Definition. The inner product of two vectors $\underline{u}$ and $\underline{v}$ is defined such that

$$( \underline{u}, \underline{v} ) = u_1\overline{v_1} + u_2\overline{v_2} + \cdots + u_n\overline{v_n}. \tag{1}$$

 

Definition. The inner product of two functions $f$ and $g$ that are continuous on an interval $[a,b]$ is defined by the formula analogous to Eq. (1)

$$ (f,g) = \int_a^b f(t)\overline{g(t)}dt.$$

 

Orthogonality and Norm

Definition. Two elements are said to be orthogonal if their inner product is zero.

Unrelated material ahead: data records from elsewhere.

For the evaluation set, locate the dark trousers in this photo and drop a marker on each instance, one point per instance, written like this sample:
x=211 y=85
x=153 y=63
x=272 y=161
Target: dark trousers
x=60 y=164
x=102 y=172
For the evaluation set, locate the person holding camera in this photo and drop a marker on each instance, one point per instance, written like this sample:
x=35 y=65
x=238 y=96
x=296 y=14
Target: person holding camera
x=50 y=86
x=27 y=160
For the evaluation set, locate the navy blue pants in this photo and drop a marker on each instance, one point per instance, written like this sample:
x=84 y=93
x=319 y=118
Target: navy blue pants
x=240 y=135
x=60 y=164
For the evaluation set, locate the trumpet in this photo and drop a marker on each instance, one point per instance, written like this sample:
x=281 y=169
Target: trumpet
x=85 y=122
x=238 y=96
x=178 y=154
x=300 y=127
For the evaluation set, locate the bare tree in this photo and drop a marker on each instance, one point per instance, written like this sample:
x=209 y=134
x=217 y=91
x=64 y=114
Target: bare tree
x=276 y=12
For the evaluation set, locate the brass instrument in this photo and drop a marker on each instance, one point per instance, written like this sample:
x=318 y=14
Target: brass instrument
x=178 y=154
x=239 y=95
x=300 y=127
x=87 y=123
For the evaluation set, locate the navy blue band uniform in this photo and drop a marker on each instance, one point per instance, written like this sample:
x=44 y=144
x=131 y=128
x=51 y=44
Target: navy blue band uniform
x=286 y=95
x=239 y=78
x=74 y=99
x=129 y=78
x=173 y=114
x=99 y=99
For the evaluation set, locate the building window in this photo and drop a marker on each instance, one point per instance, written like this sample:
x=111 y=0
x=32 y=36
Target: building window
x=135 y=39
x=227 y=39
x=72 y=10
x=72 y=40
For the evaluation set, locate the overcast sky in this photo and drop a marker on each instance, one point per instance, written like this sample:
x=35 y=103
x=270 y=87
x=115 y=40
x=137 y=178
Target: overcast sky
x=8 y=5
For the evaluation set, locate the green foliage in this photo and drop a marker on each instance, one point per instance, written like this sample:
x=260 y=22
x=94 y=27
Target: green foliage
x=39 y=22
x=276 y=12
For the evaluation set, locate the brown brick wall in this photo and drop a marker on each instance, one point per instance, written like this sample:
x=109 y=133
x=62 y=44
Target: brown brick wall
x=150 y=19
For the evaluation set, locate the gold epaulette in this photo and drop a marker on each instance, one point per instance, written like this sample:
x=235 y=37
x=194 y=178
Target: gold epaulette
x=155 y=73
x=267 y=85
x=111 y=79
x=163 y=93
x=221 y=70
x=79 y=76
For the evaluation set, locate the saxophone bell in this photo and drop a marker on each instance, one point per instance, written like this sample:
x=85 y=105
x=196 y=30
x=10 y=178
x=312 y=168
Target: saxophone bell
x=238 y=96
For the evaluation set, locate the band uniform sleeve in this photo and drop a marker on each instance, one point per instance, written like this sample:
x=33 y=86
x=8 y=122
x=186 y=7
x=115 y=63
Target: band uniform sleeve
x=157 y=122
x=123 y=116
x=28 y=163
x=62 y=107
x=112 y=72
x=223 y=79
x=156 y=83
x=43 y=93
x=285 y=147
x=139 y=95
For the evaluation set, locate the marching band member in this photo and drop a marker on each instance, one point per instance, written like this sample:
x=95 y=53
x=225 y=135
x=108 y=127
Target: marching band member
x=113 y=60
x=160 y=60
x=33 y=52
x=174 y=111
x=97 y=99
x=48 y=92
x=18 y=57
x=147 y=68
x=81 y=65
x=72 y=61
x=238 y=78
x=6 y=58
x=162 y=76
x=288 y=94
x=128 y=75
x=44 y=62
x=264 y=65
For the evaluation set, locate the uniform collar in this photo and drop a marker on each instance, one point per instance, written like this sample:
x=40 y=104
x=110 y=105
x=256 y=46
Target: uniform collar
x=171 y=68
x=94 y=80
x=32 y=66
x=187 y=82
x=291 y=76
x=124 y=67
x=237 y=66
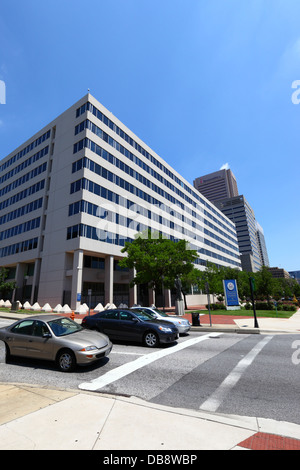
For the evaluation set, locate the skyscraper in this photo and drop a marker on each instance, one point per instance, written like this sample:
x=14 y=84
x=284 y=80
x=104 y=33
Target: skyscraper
x=218 y=185
x=221 y=188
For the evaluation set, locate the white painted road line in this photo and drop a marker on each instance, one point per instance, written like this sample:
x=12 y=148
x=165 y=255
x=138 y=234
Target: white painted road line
x=143 y=361
x=214 y=401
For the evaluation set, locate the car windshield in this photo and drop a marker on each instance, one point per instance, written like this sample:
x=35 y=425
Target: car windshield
x=160 y=312
x=142 y=315
x=64 y=326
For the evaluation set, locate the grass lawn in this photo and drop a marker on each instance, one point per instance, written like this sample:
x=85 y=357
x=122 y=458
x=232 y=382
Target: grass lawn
x=246 y=313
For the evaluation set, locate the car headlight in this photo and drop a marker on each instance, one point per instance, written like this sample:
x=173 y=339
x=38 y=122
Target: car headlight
x=89 y=348
x=165 y=329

Definition. The nonnegative number $\| x \| $ defined by the equation

$$ \| x \| = (x, x)^{1/2} $$ 

is called the norm.

 

The complex exponentials $e^{2\pi int}, n=0, \pm1, \pm2, \cdots$, are orthonormal.

Writing $e_n(t) = e^{2\pi int}, $

when $n \neq m,$ we have

$$\begin{align*} (e_n, e_m) &= \int_0^1 e^{2\pi int}\overline{e^{2\pi imt}}dt = \int_0^1 e^{2\pi int}e^{-2\pi imt} = \int_0^1 e^{2 \pi i(n-m)t}dt \\ &= \frac{1}{2\pi i(n-m)} e^{2\pi i(n-m)t} \\ &= \frac{1}{2\pi i(n-m)} \left( e^{2\pi i(n-m)} - e^0 \right) \\ &= 0. \hspace{2cm} \text{(orthogonal)} \end{align*} $$

When $n=m$,

$$ \begin{align*} \| e_n \|^2 &= (e_n, e_n) = \int_0^1 e^{2\pi int} \overline{e^{2\pi int}}dt = \int_0^1 (1)dt \\ &= 1. \hspace{2cm}

Therefore, we have

$$ (e_n, e_m) = \delta_{nm} = \begin{cases}1, & {n=m} \\ 0, & {n \ne m} \end{cases} $$

The functions $e_n(t)$ are orthonormal.

 

The inner product of $f$ and $e_n$ is given by

$$\begin{align*} (f, e_n) &= \int_0^1 f(t)\overline{e^{2\pi int}}dt = \int_0^1 f(t)e^{-2\pi int}dt \\ &= \hat{f}(n) \end{align*}$$

The nth Fourier coefficient $\hat{f}(n)$ is the projection of $f$ onto the direction of $e_n(t).$

$$\begin{align*} \therefore f(t) &= \sum_{n=-\infty}^{\infty} \hat{f}(n)e^{2\pi int} \\ &= \sum_{n=-\infty}^{\infty} (f, e_n)e_n \end{align*}$$

 

The Fourier series expansion can be interpreted as the decomposition in terms of an orthonormal basis and associated inner product.